On Friday, 13 September 2013, Andrew Phillips wrote:
The script does not start. The script starts a server and exits, something
like java -jar somejar.jar

Have you tried putting any "echo starting > /my/log/file" statements in the script, just to see if it even ever gets invoked?

Regards

ap

Need help running scripts on EC2

Posted by Ignasi <ig...@gmail.com>.
A couple considerations:

* You don't have to manually render the script. You can directle pass the
'exec("foo")' to the submitScriptOnNode method and jclouds will take care
of rendering it properly depending on the type of the Template being
deployed.
* Why don't you want to wrap it in the init script? If you wrap it (which
is done by default), you will see a directory created in /tmp containing
files with the stdout and the stderr for the script.
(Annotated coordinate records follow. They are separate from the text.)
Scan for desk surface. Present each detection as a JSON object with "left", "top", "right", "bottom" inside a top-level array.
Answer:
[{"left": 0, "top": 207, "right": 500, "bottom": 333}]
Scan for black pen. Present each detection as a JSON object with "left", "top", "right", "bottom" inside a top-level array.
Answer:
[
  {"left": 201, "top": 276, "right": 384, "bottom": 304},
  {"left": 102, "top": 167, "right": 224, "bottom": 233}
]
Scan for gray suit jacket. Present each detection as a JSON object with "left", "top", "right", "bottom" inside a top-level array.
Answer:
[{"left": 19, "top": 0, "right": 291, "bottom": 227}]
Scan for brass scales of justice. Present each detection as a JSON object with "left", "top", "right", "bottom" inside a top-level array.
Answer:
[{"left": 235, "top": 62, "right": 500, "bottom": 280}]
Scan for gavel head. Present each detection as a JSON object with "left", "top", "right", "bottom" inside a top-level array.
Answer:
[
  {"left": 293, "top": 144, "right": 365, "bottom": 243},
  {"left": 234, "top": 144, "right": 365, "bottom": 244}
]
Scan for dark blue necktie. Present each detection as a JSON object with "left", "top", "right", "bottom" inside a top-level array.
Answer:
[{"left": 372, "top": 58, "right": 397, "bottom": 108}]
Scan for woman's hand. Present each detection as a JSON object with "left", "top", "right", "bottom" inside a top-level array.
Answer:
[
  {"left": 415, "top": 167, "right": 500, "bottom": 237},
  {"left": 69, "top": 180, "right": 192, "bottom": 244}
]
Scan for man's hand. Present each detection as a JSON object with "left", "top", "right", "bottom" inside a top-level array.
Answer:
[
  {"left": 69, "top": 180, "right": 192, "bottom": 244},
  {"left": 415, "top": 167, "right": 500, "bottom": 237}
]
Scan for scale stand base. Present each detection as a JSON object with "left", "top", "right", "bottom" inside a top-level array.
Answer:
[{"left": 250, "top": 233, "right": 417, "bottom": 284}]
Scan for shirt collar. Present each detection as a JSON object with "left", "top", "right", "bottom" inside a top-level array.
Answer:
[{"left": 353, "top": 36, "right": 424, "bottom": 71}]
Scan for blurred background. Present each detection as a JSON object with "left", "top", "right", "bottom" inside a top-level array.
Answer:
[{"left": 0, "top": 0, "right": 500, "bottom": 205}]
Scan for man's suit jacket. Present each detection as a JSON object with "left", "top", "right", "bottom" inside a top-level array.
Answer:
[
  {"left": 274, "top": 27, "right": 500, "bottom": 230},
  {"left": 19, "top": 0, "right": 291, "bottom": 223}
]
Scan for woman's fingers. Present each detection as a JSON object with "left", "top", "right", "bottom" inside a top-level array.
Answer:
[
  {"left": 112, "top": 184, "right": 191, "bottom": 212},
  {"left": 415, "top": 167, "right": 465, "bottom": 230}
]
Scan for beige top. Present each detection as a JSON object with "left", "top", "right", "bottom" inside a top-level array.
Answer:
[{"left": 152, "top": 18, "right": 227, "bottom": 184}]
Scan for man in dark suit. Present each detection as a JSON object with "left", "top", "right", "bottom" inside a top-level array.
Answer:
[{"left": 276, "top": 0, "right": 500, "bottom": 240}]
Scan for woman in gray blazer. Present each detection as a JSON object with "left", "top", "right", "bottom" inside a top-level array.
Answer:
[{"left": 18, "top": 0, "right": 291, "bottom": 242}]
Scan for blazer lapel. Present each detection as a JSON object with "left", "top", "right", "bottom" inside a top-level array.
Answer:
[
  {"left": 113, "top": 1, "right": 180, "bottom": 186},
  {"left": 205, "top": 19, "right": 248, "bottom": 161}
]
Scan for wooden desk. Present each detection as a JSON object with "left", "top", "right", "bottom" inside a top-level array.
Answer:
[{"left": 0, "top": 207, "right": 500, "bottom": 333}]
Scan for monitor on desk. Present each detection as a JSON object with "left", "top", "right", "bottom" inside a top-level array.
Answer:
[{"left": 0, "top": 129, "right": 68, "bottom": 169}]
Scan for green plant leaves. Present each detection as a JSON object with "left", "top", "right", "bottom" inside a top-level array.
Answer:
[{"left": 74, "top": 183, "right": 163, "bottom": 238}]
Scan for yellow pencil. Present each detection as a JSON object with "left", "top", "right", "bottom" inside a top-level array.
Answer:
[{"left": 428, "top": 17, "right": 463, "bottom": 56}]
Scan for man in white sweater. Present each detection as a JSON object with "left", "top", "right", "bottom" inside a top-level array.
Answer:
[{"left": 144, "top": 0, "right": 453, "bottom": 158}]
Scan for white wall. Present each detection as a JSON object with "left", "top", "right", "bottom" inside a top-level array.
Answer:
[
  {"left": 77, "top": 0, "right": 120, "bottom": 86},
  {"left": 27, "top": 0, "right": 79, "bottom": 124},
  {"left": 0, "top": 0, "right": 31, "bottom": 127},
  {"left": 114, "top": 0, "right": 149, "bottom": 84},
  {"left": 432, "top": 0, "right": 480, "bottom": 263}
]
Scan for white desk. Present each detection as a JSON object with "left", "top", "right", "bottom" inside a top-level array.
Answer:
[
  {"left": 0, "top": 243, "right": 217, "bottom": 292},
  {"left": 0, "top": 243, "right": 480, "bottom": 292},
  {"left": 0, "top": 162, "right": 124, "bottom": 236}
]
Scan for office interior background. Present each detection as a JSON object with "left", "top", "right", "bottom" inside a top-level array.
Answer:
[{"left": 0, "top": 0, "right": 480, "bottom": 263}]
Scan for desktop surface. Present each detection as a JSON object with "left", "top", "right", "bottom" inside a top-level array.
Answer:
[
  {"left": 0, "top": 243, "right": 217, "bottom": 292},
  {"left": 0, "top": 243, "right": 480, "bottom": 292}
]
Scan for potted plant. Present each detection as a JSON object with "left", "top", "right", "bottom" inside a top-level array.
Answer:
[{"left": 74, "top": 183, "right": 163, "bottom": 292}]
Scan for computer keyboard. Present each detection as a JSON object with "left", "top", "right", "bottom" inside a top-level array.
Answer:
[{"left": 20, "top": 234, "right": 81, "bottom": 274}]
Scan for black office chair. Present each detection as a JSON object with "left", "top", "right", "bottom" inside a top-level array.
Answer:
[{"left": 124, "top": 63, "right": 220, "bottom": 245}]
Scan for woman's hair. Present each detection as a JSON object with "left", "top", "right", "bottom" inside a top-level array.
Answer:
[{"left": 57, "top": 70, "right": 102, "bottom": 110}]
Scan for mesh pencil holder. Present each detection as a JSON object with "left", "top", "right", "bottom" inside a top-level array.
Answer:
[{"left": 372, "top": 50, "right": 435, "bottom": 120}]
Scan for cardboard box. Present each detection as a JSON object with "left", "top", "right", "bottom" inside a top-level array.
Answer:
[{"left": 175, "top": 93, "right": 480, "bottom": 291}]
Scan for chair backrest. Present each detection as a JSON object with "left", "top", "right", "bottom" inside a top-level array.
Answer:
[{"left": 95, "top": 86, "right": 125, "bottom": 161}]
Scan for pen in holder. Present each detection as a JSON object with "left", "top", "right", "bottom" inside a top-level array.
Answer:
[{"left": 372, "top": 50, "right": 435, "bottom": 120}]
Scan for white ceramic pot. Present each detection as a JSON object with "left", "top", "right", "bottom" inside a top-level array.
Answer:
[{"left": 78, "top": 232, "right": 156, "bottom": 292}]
You can tail them to
see the progress, or paste them here to diagnose what can be going on.
* By default jclouds waits until the script completes, so if the server is
started in the foreground by your script, it may not terminate, and the
returned future will wait forever. If this is the case, perhaps a better
approach would be to wrap your script in a nohup.


HTH

Ignasi


On Friday, 13 September 2013, Andrew Phillips wrote:

>  The script does not start. The script starts a server and exits, something
>> like java -jar somejar.jar
>>
>
> Have you tried putting any "echo starting > /my/log/file" statements in
> the script, just to see if it even ever gets invoked?
>
> Regards
>
> ap
>

Re: Need help running scripts on EC2

Posted by Andrew Phillips <an...@apache.org>.
> The script does not start. The script starts a server and exits, something
> like java -jar somejar.jar

Have you tried putting any "echo starting > /my/log/file" statements  
in the script, just to see if it even ever gets invoked?